Ben o dönem Binbir Gece dizisinde oynuyordum. Murat da İzmir Soho'da çalışıyordu. El ele verdik. İkimizin de hayalleri vardı. Survivor Murat nasıl "Duygu bizi çok iyi motive ediyordu" dediyse, ben sevgilim Murat'a da bunu yapmaya çalıştım. Onu en iyi yerde görmek için her zaman çabaladım. Onun mutlu olduğunu görmek istedim hep.
Belki de aşıktın...
Belki... Ama aşk daha bencilce bir şey sanki. Murat benim hem sevgilimdi hem de en yakın arkadaşlarımdan biriydi. Dila'yı toprağa gömdüm. Murat'ı da başka türlü gömdüm.

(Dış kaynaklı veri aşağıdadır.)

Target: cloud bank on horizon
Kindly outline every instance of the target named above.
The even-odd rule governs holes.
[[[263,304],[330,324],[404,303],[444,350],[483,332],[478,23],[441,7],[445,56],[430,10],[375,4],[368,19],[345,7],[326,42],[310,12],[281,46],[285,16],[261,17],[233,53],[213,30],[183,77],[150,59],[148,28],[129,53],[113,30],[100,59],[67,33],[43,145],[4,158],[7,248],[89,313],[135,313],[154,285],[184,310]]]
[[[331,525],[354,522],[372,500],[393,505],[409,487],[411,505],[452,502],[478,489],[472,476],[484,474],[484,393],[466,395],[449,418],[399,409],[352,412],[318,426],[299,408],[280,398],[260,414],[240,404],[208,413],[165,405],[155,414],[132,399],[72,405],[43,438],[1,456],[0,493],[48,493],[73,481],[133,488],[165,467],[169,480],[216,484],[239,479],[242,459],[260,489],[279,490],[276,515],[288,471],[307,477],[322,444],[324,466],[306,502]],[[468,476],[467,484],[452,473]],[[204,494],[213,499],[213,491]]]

Murat Dalkılıç'la neden ayrıldınız?
Onun meşhur olacağını anlayan insanlar beni bir tehlike olarak gördüğü için ekarte etmek istediler. Aşkından ölmüyordum ama çok sevdim. Annemi sever gibi, dostum Aşela'yı sever gibi... Kendi krizimden çıkamadım, ona da zarar vermek istemedim, bağırarak uyanmalar falan... Ama bırakmadım, yenilmeyi değil yeniden doğmayı tercih ettim. Bir gün Kuran okumaya başladım ve Dila'nın ölümünün bile bana armağan olduğunu gördüm. Benden bir şey aldı ama çok dersler verdi.